Die Zölle sind keine Niederlage der EU. Trump verfolgte beim Abkommen seine eigenen Interessen: Milliardensummen, Inszenierung. Die EU hat ihm das geliefert. Dabei vertrat sie die Interessen ihrer Bürger. Das ist ein Sieg.
Natürlich gab von der Leyen Trump dabei das Gefühl des großen Erfolgs. Das gehört zum Job eines Politikers. Lächeln, während einen der andere demütigen will. Abgerechnet wird danach aber nicht. Und wir sollten uns davon nicht blenden lassen.

"Er donnert, er poltert, er droht. Er setzt Fristen, ändert sie wieder und alles ist sehr dramatisch. Und dann zaubert er einen Deal über 15 Prozent aus dem Hut. (...) Am Ende werden die Zölle an die Verbraucher weitergegeben. Und das bedeutet weniger Konsum, weniger Wachstum, weniger Jobs, weniger Gewinn." Roger Altman (Demokraten), US-Senator und ehemaliger Finanzminister
Von der Leyen hat Trump auch wirtschaftspolitisch ausgetrickst
Diesen Sieg errang von der Leyen, indem sie langfristiger dachte als Trump. Zurecht. Vieles spricht dafür, dass die Wirtschaft Deutschlands und Europas das Abkommen verkraftet:
- Der Schaden für Deutschland beträgt laut Expertenschätzungen unter einem Prozent des Bruttoinlandsproduktes.

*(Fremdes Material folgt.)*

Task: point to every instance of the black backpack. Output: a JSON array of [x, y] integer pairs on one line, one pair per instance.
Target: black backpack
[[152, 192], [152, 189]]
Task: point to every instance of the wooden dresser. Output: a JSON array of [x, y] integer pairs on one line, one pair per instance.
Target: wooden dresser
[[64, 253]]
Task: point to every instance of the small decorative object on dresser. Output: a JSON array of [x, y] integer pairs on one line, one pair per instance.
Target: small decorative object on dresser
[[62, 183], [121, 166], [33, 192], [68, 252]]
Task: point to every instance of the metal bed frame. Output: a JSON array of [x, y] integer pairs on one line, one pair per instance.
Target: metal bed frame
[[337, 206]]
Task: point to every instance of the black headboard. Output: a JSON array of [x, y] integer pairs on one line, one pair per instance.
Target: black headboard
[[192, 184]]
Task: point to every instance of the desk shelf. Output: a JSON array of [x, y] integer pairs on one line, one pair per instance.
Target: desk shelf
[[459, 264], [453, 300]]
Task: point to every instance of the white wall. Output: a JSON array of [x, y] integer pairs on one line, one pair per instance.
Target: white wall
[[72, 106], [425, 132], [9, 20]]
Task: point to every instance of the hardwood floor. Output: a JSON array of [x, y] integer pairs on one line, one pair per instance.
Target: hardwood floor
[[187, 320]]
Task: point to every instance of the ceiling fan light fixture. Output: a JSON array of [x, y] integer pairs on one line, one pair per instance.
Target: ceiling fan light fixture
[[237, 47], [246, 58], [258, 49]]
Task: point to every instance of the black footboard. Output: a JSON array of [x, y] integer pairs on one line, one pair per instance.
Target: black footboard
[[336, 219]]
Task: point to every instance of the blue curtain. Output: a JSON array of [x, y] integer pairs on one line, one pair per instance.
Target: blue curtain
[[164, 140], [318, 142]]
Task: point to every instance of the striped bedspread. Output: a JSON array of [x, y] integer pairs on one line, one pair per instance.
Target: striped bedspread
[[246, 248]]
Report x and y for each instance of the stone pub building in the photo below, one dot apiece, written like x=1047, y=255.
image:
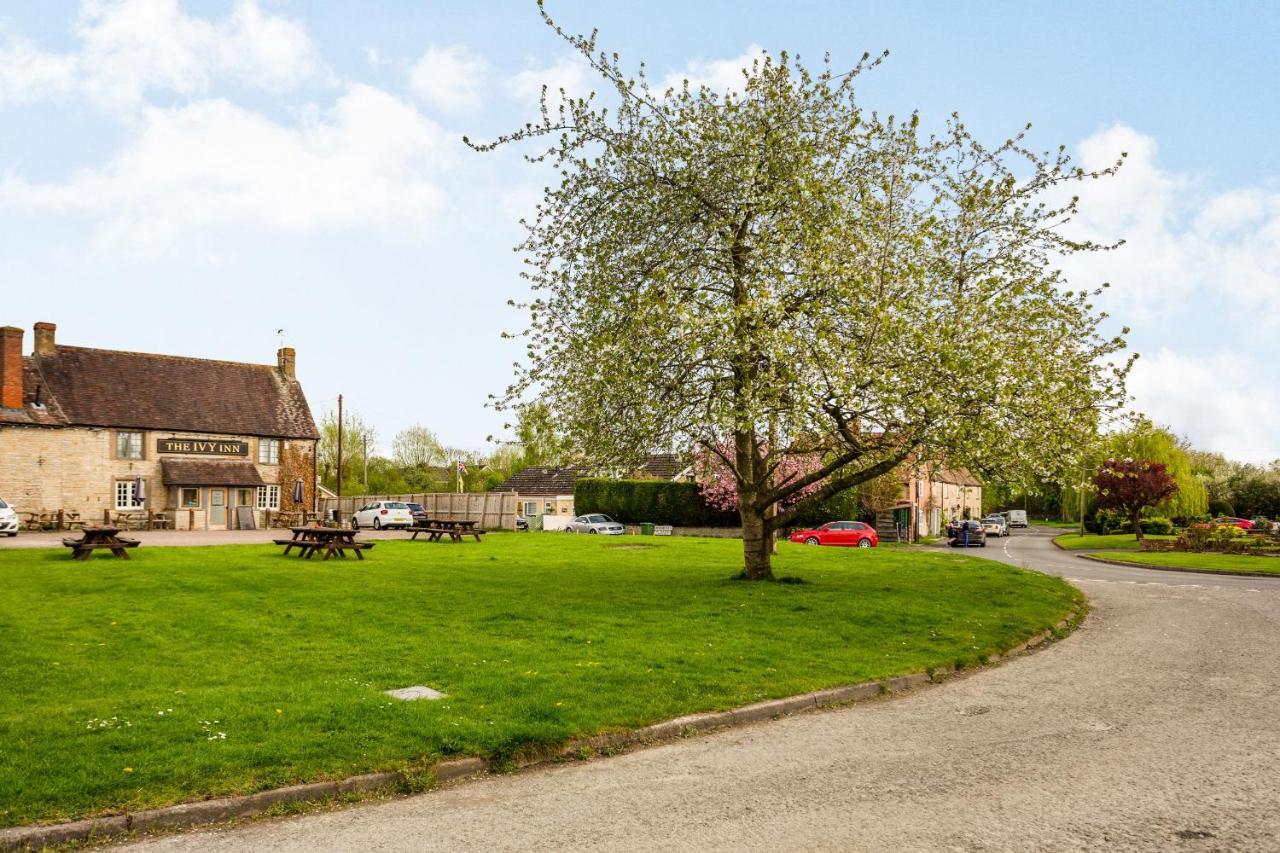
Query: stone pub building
x=99, y=432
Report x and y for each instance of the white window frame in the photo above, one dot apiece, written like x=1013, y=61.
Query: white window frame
x=269, y=451
x=268, y=497
x=136, y=445
x=127, y=489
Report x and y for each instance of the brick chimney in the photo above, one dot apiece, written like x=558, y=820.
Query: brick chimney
x=45, y=343
x=10, y=368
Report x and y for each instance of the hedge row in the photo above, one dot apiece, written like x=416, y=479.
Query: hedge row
x=657, y=501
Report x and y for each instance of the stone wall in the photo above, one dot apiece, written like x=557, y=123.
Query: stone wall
x=74, y=469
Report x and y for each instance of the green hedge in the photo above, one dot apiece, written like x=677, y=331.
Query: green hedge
x=656, y=501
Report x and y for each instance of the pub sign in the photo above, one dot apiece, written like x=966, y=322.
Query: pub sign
x=201, y=447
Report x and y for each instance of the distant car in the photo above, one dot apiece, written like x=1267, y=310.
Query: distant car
x=995, y=525
x=1015, y=518
x=853, y=534
x=594, y=523
x=8, y=519
x=380, y=515
x=419, y=514
x=967, y=533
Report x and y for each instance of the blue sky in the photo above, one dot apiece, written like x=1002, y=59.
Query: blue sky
x=191, y=177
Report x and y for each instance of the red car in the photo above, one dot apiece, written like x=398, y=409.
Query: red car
x=853, y=534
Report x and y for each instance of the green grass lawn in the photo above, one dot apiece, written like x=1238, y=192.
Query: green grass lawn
x=1201, y=561
x=1092, y=541
x=187, y=673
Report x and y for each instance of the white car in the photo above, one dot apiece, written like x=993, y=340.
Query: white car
x=8, y=519
x=594, y=523
x=383, y=514
x=995, y=525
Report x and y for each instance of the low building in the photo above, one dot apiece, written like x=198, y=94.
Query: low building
x=100, y=432
x=545, y=492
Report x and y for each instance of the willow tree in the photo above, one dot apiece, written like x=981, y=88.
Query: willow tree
x=782, y=272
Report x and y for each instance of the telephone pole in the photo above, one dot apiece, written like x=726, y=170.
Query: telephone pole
x=339, y=450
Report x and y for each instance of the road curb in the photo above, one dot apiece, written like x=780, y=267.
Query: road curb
x=1179, y=569
x=225, y=808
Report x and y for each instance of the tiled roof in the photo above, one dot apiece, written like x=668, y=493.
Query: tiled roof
x=45, y=414
x=142, y=391
x=542, y=479
x=209, y=471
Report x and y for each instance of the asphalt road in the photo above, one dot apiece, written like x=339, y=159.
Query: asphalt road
x=1156, y=726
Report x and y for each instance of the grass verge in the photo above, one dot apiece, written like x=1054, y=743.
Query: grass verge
x=1096, y=542
x=1229, y=562
x=192, y=673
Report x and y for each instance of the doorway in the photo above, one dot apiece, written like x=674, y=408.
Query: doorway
x=216, y=509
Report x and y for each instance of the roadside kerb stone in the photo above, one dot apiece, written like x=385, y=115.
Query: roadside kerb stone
x=213, y=811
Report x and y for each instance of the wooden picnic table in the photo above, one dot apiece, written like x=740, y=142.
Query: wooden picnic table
x=455, y=528
x=100, y=537
x=332, y=541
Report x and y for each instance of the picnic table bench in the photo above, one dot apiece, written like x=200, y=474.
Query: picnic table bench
x=100, y=537
x=453, y=528
x=332, y=541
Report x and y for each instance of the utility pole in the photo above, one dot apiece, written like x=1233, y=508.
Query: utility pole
x=339, y=451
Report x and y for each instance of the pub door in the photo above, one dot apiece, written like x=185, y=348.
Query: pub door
x=216, y=509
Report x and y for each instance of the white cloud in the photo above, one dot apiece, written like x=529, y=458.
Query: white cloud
x=718, y=74
x=570, y=73
x=1182, y=240
x=449, y=78
x=1216, y=401
x=370, y=162
x=129, y=48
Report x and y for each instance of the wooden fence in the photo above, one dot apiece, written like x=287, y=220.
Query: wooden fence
x=493, y=510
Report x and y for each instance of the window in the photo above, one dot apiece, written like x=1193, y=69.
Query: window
x=128, y=446
x=268, y=451
x=269, y=497
x=127, y=495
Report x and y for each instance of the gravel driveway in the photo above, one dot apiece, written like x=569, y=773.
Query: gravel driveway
x=1155, y=728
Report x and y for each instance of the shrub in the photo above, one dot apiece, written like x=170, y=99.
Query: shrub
x=657, y=501
x=1156, y=525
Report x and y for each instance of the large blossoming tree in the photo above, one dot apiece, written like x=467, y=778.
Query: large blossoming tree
x=784, y=269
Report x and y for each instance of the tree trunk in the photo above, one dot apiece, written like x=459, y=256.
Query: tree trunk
x=757, y=544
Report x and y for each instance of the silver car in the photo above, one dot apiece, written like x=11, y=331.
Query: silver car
x=594, y=523
x=8, y=520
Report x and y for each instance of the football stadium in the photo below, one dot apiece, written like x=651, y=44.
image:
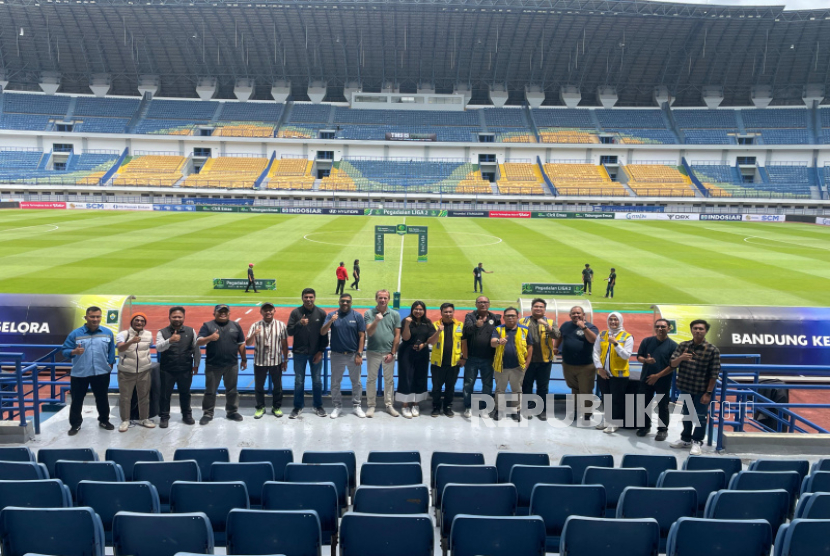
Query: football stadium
x=237, y=241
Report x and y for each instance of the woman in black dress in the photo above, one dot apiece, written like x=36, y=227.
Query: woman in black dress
x=413, y=360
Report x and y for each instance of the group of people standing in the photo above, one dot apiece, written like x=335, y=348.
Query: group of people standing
x=512, y=352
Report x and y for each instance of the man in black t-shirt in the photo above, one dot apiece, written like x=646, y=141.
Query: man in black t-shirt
x=655, y=354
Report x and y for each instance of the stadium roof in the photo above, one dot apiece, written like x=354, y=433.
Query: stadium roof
x=631, y=45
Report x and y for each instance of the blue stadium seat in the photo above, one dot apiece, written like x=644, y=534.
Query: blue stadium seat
x=16, y=453
x=493, y=500
x=336, y=473
x=803, y=537
x=472, y=535
x=556, y=503
x=462, y=474
x=127, y=458
x=526, y=477
x=50, y=456
x=814, y=505
x=295, y=533
x=107, y=499
x=592, y=536
x=22, y=471
x=205, y=457
x=215, y=500
x=691, y=536
x=319, y=497
x=665, y=505
x=654, y=464
x=391, y=474
x=137, y=534
x=817, y=481
x=347, y=458
x=253, y=474
x=47, y=493
x=581, y=462
x=394, y=457
x=278, y=458
x=71, y=531
x=73, y=472
x=506, y=460
x=363, y=534
x=769, y=505
x=162, y=475
x=615, y=480
x=730, y=466
x=408, y=499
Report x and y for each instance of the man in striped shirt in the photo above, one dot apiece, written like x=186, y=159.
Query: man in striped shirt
x=270, y=337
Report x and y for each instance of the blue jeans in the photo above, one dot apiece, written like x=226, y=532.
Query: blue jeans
x=702, y=411
x=300, y=360
x=471, y=370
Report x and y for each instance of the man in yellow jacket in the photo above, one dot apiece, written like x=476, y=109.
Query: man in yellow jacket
x=449, y=354
x=513, y=355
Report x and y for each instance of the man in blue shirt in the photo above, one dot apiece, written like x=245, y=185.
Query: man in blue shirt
x=348, y=330
x=92, y=352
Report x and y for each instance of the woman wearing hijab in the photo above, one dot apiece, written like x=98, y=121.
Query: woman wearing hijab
x=134, y=371
x=612, y=349
x=413, y=360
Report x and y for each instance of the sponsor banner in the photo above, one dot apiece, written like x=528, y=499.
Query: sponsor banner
x=404, y=212
x=780, y=335
x=175, y=208
x=551, y=289
x=683, y=216
x=42, y=205
x=723, y=217
x=509, y=214
x=764, y=218
x=581, y=215
x=29, y=319
x=242, y=283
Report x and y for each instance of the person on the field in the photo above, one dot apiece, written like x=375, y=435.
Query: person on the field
x=612, y=350
x=270, y=358
x=577, y=347
x=134, y=374
x=542, y=331
x=342, y=275
x=179, y=358
x=413, y=360
x=478, y=329
x=655, y=354
x=698, y=366
x=587, y=279
x=477, y=272
x=612, y=281
x=383, y=329
x=304, y=325
x=513, y=355
x=225, y=343
x=251, y=281
x=356, y=275
x=449, y=353
x=92, y=352
x=348, y=330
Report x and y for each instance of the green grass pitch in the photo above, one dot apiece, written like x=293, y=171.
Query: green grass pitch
x=174, y=257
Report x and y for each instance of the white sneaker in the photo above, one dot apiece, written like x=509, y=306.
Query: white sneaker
x=680, y=445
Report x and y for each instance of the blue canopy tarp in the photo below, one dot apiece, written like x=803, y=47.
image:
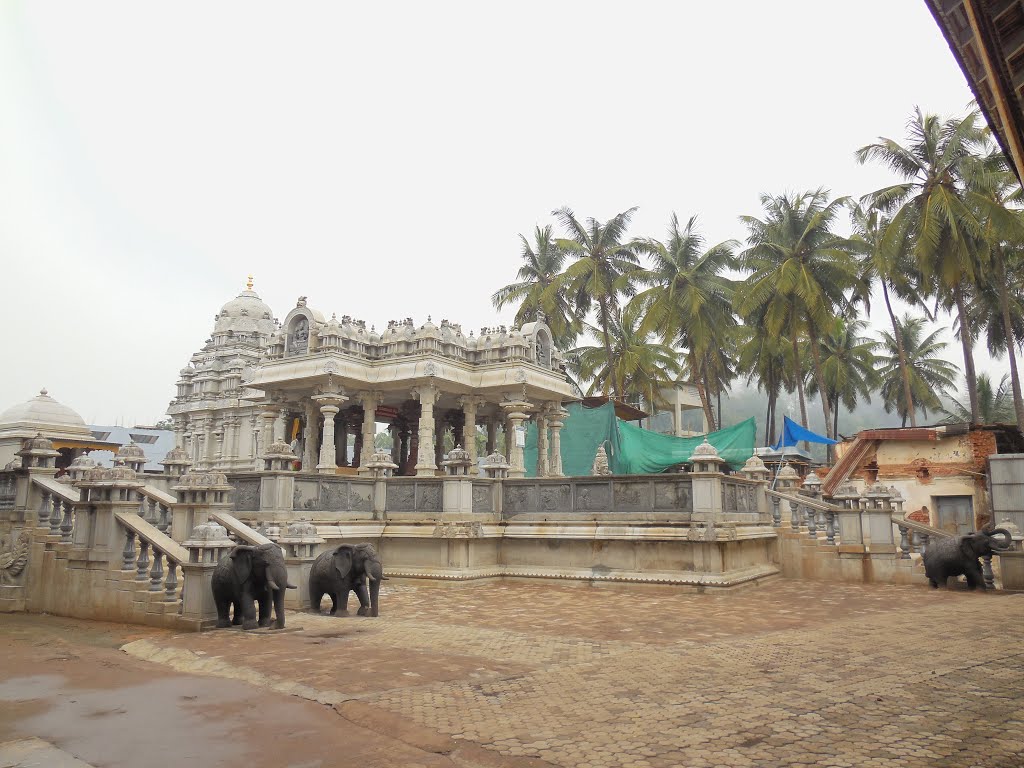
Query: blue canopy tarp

- Ein Simulator des Observatory of Economic Complexity (OEC) nimmt an, dass die deutsche Wirtschaft bei Zöllen von 30 statt 15 Prozent rund fünfmal so stark gelitten hätte. Ein Näherungswert zwar, aber ein Anzeichen, dass von der Leyen tatsächlich das Schlimmste vermied.
- Handelsabkommen mit Ländern in Südamerika, Asien und Afrika könnten ihn ausgleichen, schätzt die Forschungsabteilung der Deutschen Bank. Die dringend nötige Reform des EU-Binnenmarktes ebenso.
- Deutschland und andere EU-Länder spüren die Folgen der Zölle zwar. Aber sie können sich neu ausrichten.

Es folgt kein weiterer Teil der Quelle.